Gateway Send Payload Wrappers

api.gateway.wrapSendPayload(...) runs before gateway send payloads leave the client.

register(api) {
    // intercept payloads before they leave the client
    api.gateway.wrapSendPayload(({ payload, shardId }) => {
        // return null to consume the payload and stop sending it
        if (shouldDropHeartbeat(payload, shardId)) return null;

        // return a payload to replace the current one
        return {
            ...payload,
            d: patchPayload(payload.d),
        };
    });
}

Return behavior:

  • return a payload to replace the current payload
  • return undefined to keep the current payload
  • return null to consume the payload and stop sending it (a gateway-send-payload-veto diagnostic is recorded)

This is a low-level hook. Prefer normal events or shared state unless your package specifically needs to modify gateway send behavior.

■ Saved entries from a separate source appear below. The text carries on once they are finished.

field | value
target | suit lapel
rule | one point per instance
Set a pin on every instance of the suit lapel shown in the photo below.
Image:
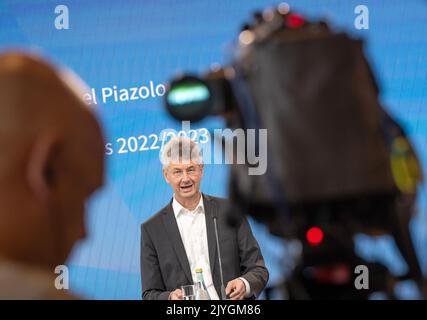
(210, 230)
(172, 232)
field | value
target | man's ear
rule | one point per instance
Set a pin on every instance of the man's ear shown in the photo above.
(42, 165)
(165, 174)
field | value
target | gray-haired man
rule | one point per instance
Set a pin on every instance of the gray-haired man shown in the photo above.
(180, 238)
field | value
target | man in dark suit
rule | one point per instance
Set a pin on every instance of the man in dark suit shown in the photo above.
(181, 237)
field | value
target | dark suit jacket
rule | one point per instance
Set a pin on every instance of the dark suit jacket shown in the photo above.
(164, 263)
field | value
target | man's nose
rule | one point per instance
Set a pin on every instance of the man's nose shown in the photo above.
(185, 176)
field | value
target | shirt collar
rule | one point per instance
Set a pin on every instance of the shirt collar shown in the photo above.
(178, 208)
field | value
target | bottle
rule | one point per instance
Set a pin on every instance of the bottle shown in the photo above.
(201, 290)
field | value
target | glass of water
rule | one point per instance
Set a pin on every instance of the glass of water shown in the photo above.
(189, 292)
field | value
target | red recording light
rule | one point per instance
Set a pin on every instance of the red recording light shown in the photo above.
(314, 236)
(294, 21)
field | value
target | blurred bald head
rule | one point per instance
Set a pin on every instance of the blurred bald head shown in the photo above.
(51, 160)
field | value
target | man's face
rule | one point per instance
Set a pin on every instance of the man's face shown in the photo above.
(184, 178)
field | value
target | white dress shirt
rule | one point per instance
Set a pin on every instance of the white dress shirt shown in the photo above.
(192, 228)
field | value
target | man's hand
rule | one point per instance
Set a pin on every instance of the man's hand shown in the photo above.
(176, 295)
(236, 289)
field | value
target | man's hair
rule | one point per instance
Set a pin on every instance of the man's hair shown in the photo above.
(180, 149)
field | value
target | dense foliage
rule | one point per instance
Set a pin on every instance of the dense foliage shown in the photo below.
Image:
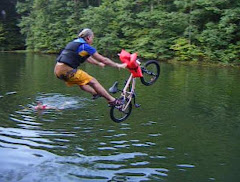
(186, 30)
(10, 37)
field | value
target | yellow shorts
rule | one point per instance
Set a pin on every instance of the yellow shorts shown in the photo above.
(79, 78)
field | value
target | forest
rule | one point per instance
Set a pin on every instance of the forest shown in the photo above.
(183, 30)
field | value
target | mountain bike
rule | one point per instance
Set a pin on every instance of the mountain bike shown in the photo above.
(148, 74)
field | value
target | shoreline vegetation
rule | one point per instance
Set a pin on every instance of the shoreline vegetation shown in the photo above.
(170, 61)
(188, 31)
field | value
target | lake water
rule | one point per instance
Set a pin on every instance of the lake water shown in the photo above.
(186, 130)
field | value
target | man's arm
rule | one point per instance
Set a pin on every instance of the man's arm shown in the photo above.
(93, 61)
(107, 61)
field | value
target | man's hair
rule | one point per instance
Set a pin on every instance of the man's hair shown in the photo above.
(85, 33)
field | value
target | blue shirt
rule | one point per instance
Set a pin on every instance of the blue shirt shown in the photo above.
(84, 50)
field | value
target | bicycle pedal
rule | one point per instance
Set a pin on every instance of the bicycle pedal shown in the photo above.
(137, 105)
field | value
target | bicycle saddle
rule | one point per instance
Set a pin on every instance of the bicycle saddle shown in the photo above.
(113, 89)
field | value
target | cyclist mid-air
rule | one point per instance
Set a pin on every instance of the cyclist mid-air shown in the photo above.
(77, 52)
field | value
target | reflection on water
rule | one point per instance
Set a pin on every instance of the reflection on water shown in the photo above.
(187, 128)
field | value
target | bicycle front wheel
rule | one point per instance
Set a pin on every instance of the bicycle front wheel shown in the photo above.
(151, 72)
(120, 113)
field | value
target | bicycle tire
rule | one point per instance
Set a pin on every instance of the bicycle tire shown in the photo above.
(117, 115)
(151, 72)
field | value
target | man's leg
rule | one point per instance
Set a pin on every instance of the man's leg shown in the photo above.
(98, 88)
(88, 89)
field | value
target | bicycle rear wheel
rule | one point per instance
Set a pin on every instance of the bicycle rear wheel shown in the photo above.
(118, 115)
(151, 72)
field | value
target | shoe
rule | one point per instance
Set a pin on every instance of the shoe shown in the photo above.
(116, 102)
(96, 96)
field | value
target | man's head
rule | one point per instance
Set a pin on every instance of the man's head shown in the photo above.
(87, 35)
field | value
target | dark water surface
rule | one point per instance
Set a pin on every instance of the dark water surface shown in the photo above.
(187, 129)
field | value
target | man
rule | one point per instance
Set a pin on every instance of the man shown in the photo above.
(77, 52)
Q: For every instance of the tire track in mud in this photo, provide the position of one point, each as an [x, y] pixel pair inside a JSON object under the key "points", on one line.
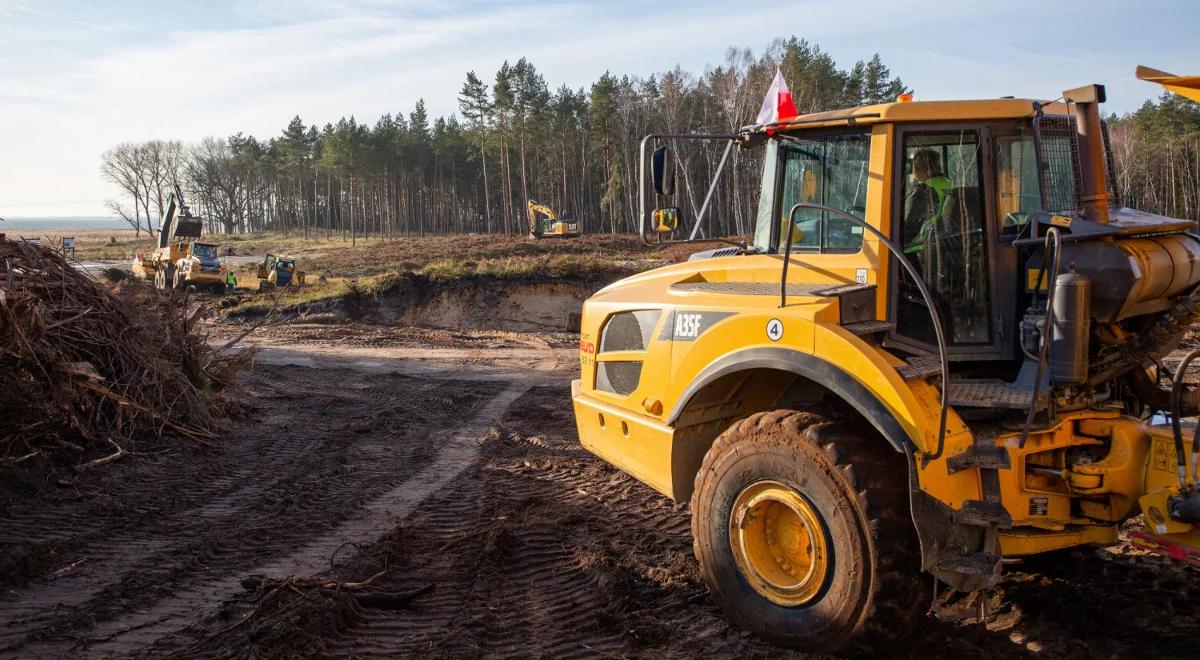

Inbound Dispatch Interceptors

api.gateway.onDispatch(...) sees inbound gateway packets before cache and events process them. Call next(packet) to continue the chain, or return null to veto the packet. It returns a disposer.

register(api) {
    // see inbound packets before cache and events; returns a disposer
    const dispose = api.gateway.onDispatch((packet, next, meta) => {
        metrics.increment('gateway.dispatch', {
            event: packet.t ?? 'unknown',
            shardId: meta.shardId,
        });
        // continue the chain (return null instead to veto the packet)
        return next(packet);
    });
}

Return null and the packet is dropped before cache and events ever run, with a gateway-dispatch-veto diagnostic recorded — so a dropped packet is a decision, not a mystery.

REST Observers

api.rest.observe(...) watches every REST request with read-only payloads. Observers stack, so multiple plugins can instrument REST without clobbering each other. It returns a disposer.

register(api) {
    // watch every REST request with read-only payloads
    api.rest.observe({
        onRequest({ method, url }) { /* about to fire */ },
        onSuccess({ method, url, response }) {
            metrics.increment('rest.success', { method, url, status: response.status });
        },
        onFail({ method, url, error }) { /* it didn't go well */ },
        onRatelimit({ route }) { /* Discord said slow down */ },
    });
}

A throwing observer is isolated — it doesn't take down the others. Ordering is passed through the options object: api.rest.observe(observer, { order: PluginOrder.Before }).

Language Overlays

api.langs.contribute(...) merges translations under a namespace prefix, so an i18n package can ship its own keys without colliding with the app's.

register(api) {
    // merge translations under a namespace prefix to avoid collisions
    api.langs.contribute('en-US', { balance: 'Balance' }, { prefix: 'plugins.economy' });
}

App code then reads ctx.t.plugins.economy.balance.

Upload Commands Metadata

Plugins can observe command uploads through the custom uploadCommands event.

register(api) {
    // observe command uploads via the custom uploadCommands event
    api.events.on('uploadCommands', (metadata) => {
        metadata.applicationId;
        metadata.commands;
        metadata.scope; // "global" or "guild"
        metadata.status; // "uploaded" or "skipped"
        metadata.reason; // "cache-hit", "cache-miss", or "forced"
    });
}

This is useful for metrics, audit logs, or deployment tooling.